Fund Management
“Enhanced Beta” Strategies Offer An Attractive Halfway House

Alan Price, sales director at Indxis, the index services provider, explains how enhanced beta strategies can function as a neat compromise between active and passive investment strategies.
Alan Price, sales director at Indxis, the index services provider, explains how enhanced beta strategies can function as a neat compromise between active and passive investment strategies.
It is the bad dream of every wealth manager or private banker: to explain to a client not only why an actively-managed fund has underperformed, but also why the client has paid upwards of 1.5 per cent in fees for the privilege of losing their capital.
Scenarios such as this, paired with the increasingly widespread belief that very few active managers can actually deliver alpha on a sustained basis, continue to fuel the active/passive debate. Although every investor would like to see returns over and above the market, many are no longer willing to risk paying high management fees when there is no guarantee of outperformance.
On the other hand, passive investing presents plenty of upside: diversification, transparency, strict risk parameters, liquidity and, importantly, lower fees. As a result, many investors are willing to settle for meeting - rather than beating - market returns.
Finding a halfway house
But there is a half-way house which is gaining traction in parts of the asset management industry: strategies that seek to generate “alternative”, “smart”, “intelligent”, “advanced” or “enhanced” beta. Whatever the nomenclature, this type of return is generated by rules-based funds that are more strategy-driven than pure beta products but not quite actively managed.
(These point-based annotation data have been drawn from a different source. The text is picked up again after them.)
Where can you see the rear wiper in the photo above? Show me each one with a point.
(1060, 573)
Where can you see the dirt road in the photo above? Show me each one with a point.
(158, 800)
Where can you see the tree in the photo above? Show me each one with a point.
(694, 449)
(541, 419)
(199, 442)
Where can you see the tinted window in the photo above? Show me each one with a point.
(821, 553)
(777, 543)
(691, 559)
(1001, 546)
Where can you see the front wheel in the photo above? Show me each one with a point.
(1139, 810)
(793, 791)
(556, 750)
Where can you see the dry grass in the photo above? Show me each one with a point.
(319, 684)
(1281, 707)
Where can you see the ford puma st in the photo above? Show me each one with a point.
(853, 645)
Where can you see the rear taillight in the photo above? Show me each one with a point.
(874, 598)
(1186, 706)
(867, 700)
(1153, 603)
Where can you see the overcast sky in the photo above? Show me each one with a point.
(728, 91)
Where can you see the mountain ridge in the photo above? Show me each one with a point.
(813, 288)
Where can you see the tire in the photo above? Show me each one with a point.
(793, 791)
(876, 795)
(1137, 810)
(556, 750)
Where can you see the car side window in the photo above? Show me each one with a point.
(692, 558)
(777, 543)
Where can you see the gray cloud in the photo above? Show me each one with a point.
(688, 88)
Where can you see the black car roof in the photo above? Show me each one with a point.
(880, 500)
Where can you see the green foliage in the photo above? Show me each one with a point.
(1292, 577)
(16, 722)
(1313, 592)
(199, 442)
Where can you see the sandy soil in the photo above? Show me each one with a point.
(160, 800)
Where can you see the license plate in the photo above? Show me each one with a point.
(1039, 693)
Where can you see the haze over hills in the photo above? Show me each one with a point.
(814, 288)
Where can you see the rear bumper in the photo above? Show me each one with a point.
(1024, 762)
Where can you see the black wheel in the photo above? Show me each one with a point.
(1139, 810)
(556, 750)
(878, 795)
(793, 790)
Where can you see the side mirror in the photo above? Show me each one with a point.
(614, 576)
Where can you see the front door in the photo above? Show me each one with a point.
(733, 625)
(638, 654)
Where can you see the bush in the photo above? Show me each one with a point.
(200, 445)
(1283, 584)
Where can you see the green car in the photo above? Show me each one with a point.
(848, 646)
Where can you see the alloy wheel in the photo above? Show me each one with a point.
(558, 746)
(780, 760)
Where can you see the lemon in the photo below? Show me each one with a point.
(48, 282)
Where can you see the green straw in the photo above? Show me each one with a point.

An enhanced beta strategy aims to generate alpha-like returns for investors by providing exposure to a market or market segment through an index weighted in a particular way. Instead of a traditional market-cap weighting, for instance, an index might be tilted towards small cap or value stocks to take advantage of the return premia associated with these characteristics. As such, the pursuit of enhanced beta marks the next step on from simple trackers while retaining the upsides of transparency, liquidity and low fees that are characteristic of classic passive investing.
One such strategy is Mergent’s UK Dividend Achievers Index, which is composed of stocks that have increased their annual dividends for the last five or more consecutive years and, as such, is weighted towards income-generating equities. Over the past three years, the Index has delivered annualised returns of 13.18 per cent in comparison to 7.54 per cent by its MSCI UK benchmark.
Following its initial formulation, this Index is reconstituted only once a year - although issues are removed from the Index at any time for corporate actions - meaning that there is little active management and costs are consequently kept to a minimum.
Another strategy which aims to capture enhanced beta is the GAIA Global Farming Index which invests in listed companies that mainly operate farms producing meat, grains, edible oils, dairy, fish and other diversified farming methods. Risk is reduced through a modified market capitalisation weighting methodology; no single company may exceed 3 per cent of the Index as of each quarterly reconstitution date, and will be modified if this becomes the case.
Once again, the Index has delivered good returns, generating 10.3 per cent over one year on a cumulative basis since launch. Over the past four years, it has returned 18.4 per cent based on back-tested data, strongly outperforming such references as the MSCI Emerging Markets SMID (12.9 per cent), the Market Vectors Agribusiness ETF (MOO) (9.6 per cent) and the Claymore Global Agriculture ETF (COW) (7.7 per cent) over the same period.
Managing risk
Enhanced beta strategies can also be employed to manage risk
within a larger portfolio; for example, an index which is
weighted towards low volatility stocks - yet still attractively
valued - can provide superior risk-adjusted performance. Although
the performance of this type of index may not match that of the
underlying assets in a market rally, the cushioning it provides
in a downturn means it can be a useful addition to a portfolio.
As indicated by the above examples, enhanced beta strategies are extremely flexible in terms of which asset classes they offer exposure to, their investment styles and their position on the risk/return frontier. When it comes to client portfolios, the size of holdings should depend on the underlying asset; indices with a high emerging markets exposure would, for instance, typically have a relatively small allocation, although clearly this depends on the individual investor’s risk profile.
Although they are unlikely to (and should not) replace alpha strategies entirely, enhanced beta strategies certainly have a place in client portfolios.